SWCC of loess and lime-treated loess.

Full size image

For residual saturation, the lime-treated loess also shows a larger value. This is due to the water that is difficult to remove in the small pores of the soil. The soil body exhibits a stable water content, which is determined by the smallest pores of the soil and reflects the proportion of small voids to a certain extent. Yao27 artificially believes that the matrix suction can reach 11, 200kpa when the pore size is 0.01 microns, so the results of residual saturation in this paper are reliable.

According to the air-entry value and residual value of soil, the SWCC can be divided into saturated region, transition region, and residual region28. Although the soil–water characteristic curve shown develops in the same trend as a whole, the degree of change is not the same. The matrix suction range of the lime-reinforced loess transition zone is about 35.15 kPa ~ 4000 kPa, while the undisturbed loess matrix suction range is about 12.16 kPa ~ 2600 kPa. The saturated area of lime-treated loess is wider than that of untreated loess (Fig. 11). Under the same matrix suction condition, the saturation of lime-treated loess is larger than that of untreated loess. The transition region of lime-treated loess is obviously larger than that of untreated loess. In the residual region, the difference of soil–water characteristic curves between the two soils is smaller and smaller, which is similar to coincidence. The difference is mainly controlled by the pore distribution characteristics of soil samples. The smaller the average equivalent radius of pore is, the greater the matrix suction of soil sample is. With the increase of micro and small pore, the structure of soil is denser and the suction of matric is larger.
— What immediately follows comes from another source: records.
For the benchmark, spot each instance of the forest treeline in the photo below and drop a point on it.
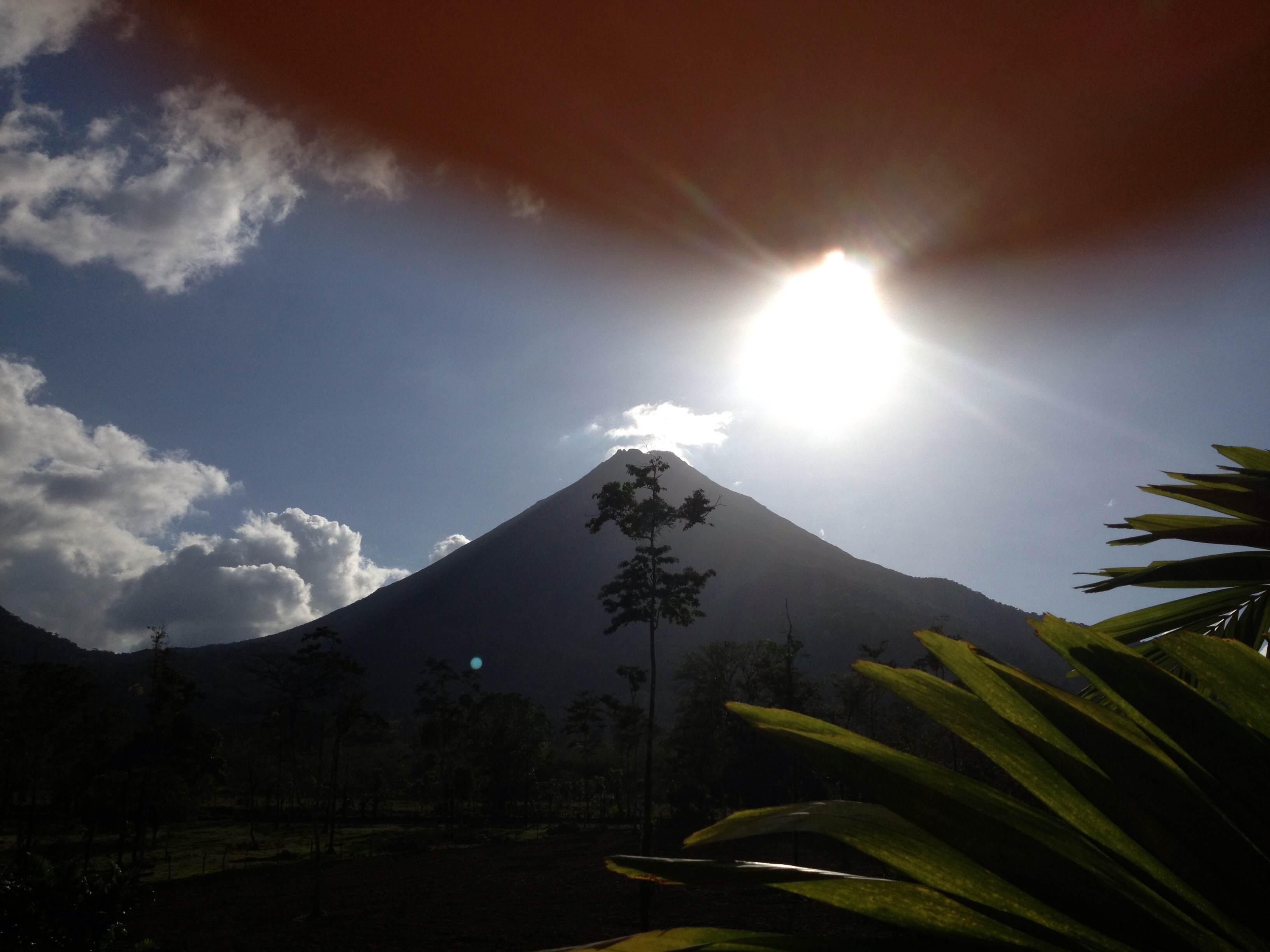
(115, 774)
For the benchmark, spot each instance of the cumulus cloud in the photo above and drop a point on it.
(171, 202)
(277, 570)
(447, 545)
(670, 427)
(86, 514)
(33, 27)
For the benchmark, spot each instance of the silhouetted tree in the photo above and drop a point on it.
(626, 723)
(510, 735)
(173, 752)
(445, 700)
(646, 591)
(582, 725)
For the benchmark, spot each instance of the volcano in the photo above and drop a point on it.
(524, 600)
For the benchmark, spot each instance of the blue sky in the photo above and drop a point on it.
(410, 356)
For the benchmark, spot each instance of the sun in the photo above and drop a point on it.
(823, 352)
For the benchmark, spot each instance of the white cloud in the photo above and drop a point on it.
(447, 545)
(84, 520)
(523, 202)
(173, 202)
(33, 27)
(277, 570)
(670, 427)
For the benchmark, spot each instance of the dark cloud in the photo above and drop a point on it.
(924, 131)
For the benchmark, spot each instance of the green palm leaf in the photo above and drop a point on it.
(1145, 832)
(1240, 606)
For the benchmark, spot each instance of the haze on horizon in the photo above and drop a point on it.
(256, 370)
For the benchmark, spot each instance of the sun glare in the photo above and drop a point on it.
(823, 354)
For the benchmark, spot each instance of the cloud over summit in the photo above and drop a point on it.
(670, 427)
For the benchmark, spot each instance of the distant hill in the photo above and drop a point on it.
(523, 597)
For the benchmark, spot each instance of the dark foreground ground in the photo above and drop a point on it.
(515, 897)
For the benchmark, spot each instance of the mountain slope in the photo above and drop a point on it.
(524, 600)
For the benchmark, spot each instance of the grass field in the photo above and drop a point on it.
(207, 847)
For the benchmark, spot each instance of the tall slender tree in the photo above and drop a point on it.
(647, 591)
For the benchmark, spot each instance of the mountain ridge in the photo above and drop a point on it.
(524, 598)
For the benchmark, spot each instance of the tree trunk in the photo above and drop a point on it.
(646, 891)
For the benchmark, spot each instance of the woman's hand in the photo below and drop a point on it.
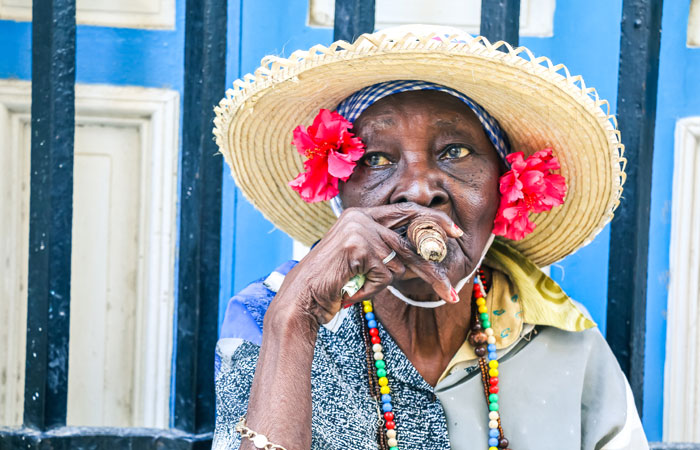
(357, 244)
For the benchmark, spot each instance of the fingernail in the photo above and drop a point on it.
(453, 293)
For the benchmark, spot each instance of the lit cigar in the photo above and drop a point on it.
(428, 238)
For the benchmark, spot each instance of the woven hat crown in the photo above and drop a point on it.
(538, 103)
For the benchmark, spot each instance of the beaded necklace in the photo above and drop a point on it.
(481, 337)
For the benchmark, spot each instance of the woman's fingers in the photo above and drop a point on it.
(380, 274)
(396, 215)
(433, 274)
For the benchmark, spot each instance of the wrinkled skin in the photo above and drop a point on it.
(427, 155)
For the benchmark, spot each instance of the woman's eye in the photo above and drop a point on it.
(455, 151)
(376, 160)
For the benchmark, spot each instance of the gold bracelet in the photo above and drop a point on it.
(259, 440)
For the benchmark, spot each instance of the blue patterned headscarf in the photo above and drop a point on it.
(357, 103)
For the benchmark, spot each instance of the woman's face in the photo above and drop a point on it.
(429, 148)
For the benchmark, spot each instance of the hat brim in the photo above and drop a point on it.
(538, 105)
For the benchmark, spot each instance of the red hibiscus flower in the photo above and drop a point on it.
(529, 186)
(331, 152)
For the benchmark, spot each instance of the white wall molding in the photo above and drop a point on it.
(155, 14)
(682, 370)
(693, 36)
(151, 118)
(536, 16)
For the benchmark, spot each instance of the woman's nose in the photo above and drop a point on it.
(421, 186)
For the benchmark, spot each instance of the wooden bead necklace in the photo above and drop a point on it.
(481, 337)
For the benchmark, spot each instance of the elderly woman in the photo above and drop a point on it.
(370, 341)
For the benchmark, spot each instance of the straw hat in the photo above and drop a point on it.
(537, 103)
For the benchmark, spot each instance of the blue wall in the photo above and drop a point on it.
(679, 79)
(587, 43)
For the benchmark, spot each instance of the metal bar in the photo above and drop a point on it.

The fractal model of the SWCC is gradually established based on the fractal basic characteristics that the pore size, pore size distribution, and particle surface area of the soil have self-similarity. The model determines the fractal dimension of the soil structure and predicts the corresponding hydraulic characteristic parameter value according to the corresponding water characteristic curve fractal description model. Compare the others method, this method simplifies the difficulty of parameter determination in the empirical model to a certain extent.

Conclusions

In this work, a multi-scale microstructure analyzing approach was used to study the effects of lime on the characteristics of loess, and a new SWCC model was presented based on the fractal dimension of pore size distribution. The following main conclusions may be drawn from the results of the present study:

  1. 1.

    The two types of soil have complex pore structures and obvious different characterized by number and location of peak. The content of macropores in lime-treated loess decreased and the content of micro-pore increased while those in the untreated loess are reversed.

  2. 2.

    The lime-treated loess has a higher fitting coefficient than untreated loess. The fractal characteristics of pores are controlled by the pore size distribution. The number of macropores affects its fractal characteristics. As the number of macropore increases, the fractal characteristics decrease.

  3. 3.

    The proposed method was successfully established and the estimated SWCC show a good agreement with the experimental SWCC.

  4. 4.

    The range of the transition region of lime-treated loess is larger than that of loess, while in the range of saturation region, the reverse applies. Under the condition of the same matrix suction, the saturation of lime-treated loess is greater than that of untreated loess. In the residual area, the difference of SWCC of different soil samples is small. The difference is mainly controlled by the pore distribution characteristics of soil samples.